In the next few instalments of the jobs24 blog we are going to be tackling some of our most dreaded interview questions. We’ve all had one of those moments in an interview where you’re presented with a question which makes your mind go blank – hopefully these step-by-step guides will help you go into your next interview with the confidence to answer any question that’s thrown at you.Job_Interview_1

Preparing for an interview can seem like an impossible task. How can you guess what they will ask? What if they throw in a curveball question? The important thing to remember is that there aren’t as many questions as you might think – they just appear in different guises.

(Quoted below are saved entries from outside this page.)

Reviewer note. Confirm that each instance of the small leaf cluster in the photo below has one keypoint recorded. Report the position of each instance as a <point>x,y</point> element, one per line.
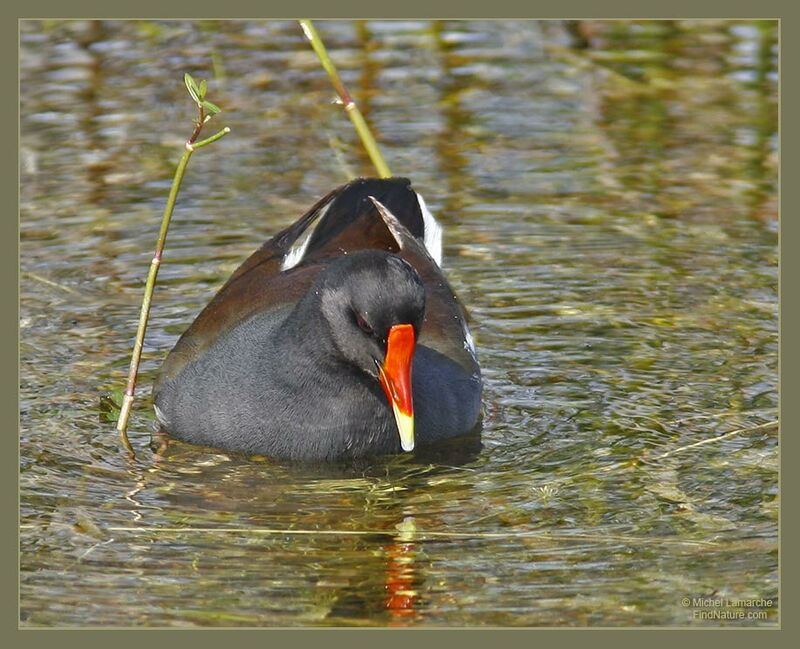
<point>198,94</point>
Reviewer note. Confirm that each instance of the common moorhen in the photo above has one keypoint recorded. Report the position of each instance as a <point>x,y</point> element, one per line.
<point>338,338</point>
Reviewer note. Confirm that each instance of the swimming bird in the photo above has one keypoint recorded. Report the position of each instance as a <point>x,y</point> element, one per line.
<point>339,338</point>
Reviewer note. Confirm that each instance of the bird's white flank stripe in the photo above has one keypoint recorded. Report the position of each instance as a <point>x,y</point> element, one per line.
<point>295,254</point>
<point>433,232</point>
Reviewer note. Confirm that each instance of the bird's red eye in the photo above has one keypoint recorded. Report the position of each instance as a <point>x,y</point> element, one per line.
<point>363,324</point>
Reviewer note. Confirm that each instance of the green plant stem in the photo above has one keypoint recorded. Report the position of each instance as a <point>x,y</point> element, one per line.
<point>155,264</point>
<point>350,106</point>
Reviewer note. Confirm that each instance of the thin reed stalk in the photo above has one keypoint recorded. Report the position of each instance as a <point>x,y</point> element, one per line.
<point>346,99</point>
<point>206,110</point>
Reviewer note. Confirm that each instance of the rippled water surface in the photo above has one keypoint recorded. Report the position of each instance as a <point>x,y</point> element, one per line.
<point>609,197</point>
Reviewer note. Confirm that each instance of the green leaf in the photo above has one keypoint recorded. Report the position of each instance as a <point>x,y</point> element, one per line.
<point>211,108</point>
<point>191,86</point>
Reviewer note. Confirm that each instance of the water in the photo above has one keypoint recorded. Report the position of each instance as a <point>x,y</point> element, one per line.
<point>611,220</point>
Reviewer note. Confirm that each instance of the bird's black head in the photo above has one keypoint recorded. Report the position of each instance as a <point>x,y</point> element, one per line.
<point>363,295</point>
<point>373,304</point>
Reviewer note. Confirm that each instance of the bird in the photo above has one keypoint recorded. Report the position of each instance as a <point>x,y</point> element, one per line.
<point>339,338</point>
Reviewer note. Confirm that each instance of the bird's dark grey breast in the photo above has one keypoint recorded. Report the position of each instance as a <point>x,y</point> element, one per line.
<point>246,394</point>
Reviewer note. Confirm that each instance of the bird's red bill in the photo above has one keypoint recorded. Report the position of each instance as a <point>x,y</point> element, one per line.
<point>395,379</point>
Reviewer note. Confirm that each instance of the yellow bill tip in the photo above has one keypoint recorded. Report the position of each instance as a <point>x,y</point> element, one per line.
<point>405,426</point>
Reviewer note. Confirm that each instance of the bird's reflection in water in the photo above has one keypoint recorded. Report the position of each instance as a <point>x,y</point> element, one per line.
<point>401,575</point>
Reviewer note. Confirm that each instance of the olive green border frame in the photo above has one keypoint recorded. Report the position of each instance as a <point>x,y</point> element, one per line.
<point>11,12</point>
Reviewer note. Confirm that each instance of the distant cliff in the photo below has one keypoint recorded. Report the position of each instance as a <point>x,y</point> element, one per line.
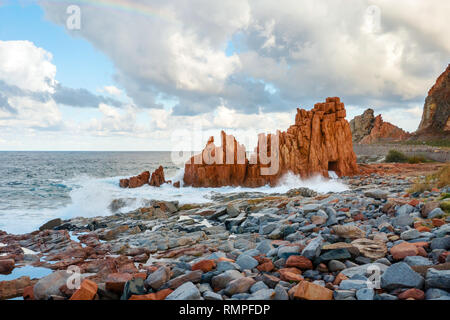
<point>436,111</point>
<point>368,129</point>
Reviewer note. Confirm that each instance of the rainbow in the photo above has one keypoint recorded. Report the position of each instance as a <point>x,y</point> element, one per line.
<point>131,6</point>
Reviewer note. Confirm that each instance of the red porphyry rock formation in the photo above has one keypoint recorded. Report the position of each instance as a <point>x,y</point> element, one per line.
<point>436,111</point>
<point>157,179</point>
<point>384,131</point>
<point>368,129</point>
<point>319,141</point>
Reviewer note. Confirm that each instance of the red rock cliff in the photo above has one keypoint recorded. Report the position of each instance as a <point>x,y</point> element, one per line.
<point>436,111</point>
<point>319,141</point>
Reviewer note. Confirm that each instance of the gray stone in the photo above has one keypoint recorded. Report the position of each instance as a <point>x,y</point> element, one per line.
<point>133,287</point>
<point>263,294</point>
<point>417,261</point>
<point>376,194</point>
<point>405,209</point>
<point>187,291</point>
<point>332,216</point>
<point>403,220</point>
<point>264,246</point>
<point>258,286</point>
<point>209,295</point>
<point>352,284</point>
<point>312,250</point>
<point>385,296</point>
<point>410,234</point>
<point>246,262</point>
<point>280,293</point>
<point>335,265</point>
<point>221,281</point>
<point>240,285</point>
<point>434,293</point>
<point>364,270</point>
<point>223,266</point>
<point>365,294</point>
<point>400,275</point>
<point>312,207</point>
<point>287,251</point>
<point>344,295</point>
<point>438,279</point>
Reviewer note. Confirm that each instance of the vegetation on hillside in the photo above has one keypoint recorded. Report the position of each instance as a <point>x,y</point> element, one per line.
<point>398,157</point>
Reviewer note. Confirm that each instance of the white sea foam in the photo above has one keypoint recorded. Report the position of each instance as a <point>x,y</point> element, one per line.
<point>91,197</point>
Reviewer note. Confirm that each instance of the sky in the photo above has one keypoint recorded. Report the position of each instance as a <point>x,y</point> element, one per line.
<point>166,75</point>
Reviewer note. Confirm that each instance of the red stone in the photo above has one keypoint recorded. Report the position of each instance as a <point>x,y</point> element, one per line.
<point>87,291</point>
<point>204,265</point>
<point>413,293</point>
<point>300,262</point>
<point>404,250</point>
<point>160,295</point>
<point>319,141</point>
<point>116,281</point>
<point>157,178</point>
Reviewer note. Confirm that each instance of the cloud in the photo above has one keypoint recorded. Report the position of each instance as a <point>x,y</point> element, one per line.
<point>112,90</point>
<point>370,54</point>
<point>81,98</point>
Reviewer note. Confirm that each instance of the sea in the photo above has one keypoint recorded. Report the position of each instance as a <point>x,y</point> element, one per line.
<point>36,187</point>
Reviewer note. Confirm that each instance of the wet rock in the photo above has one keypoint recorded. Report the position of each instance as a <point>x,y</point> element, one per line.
<point>14,288</point>
<point>133,287</point>
<point>413,293</point>
<point>300,262</point>
<point>417,261</point>
<point>400,275</point>
<point>370,248</point>
<point>246,262</point>
<point>88,290</point>
<point>222,280</point>
<point>187,291</point>
<point>51,224</point>
<point>365,294</point>
<point>209,295</point>
<point>312,250</point>
<point>377,194</point>
<point>240,285</point>
<point>348,232</point>
<point>440,243</point>
<point>438,279</point>
<point>49,285</point>
<point>404,250</point>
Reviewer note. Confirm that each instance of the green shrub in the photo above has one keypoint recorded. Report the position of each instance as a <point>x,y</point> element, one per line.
<point>396,156</point>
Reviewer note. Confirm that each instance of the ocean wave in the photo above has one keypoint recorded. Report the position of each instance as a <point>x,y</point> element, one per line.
<point>91,197</point>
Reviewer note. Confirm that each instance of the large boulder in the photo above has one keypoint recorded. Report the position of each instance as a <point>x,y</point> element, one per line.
<point>320,141</point>
<point>400,275</point>
<point>436,111</point>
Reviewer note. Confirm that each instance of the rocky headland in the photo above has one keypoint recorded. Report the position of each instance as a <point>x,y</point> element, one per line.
<point>251,246</point>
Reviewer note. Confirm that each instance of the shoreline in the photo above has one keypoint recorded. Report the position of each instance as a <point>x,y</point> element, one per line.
<point>293,245</point>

Your interviewer might change the wordings but essentially they will only ask you five types of question:

  1. The conflict question
  2. The goal question
  3. The character questions
  4. The initiative question
  5. The opinion question

To begin with we will focus on the conflict question. This question can come in many different forms but in essence it just gives you a space to show off your interpersonal skills and problem solving ability. This can be a difficult question because in interviews we tend to focus exclusively on the positive. However it is important to acknowledge conflict and demonstrate that you can act professionally in difficult situations.

The best way to do this is to use the STAR method:

  1. Situation or Task: Remember to outline your situation in a clear and concise manner. The interviewer doesn’t need to know the boring details. Try and outline the situation or task that you were presented with in 4 or 5 bullet points only.
  2. Action: Here you should sum up the action that you took. It’s good to demonstrate communication skills. For example, ‘There had been a chain of miscommunications via email so I decided to talk with my colleague directly and listened carefully to what he/she had to say before explaining my own position in a calm, professional manner.’
  3. Result: It’s important to demonstrate pride in what you’ve achieved in your previous position. If you’re pleased with the way you diffused a situation then let it show! It is also helpful at this point to mention a positive outcome for the company. For example, ‘as a result of my efforts the company saw an increase in sales and I formed valuable working relationships.’

This is a great question to practice answering before an interview because it helps you prepare precise examples. Just remember the simple steps of the STAR method and your interview technique is sure to make you shine!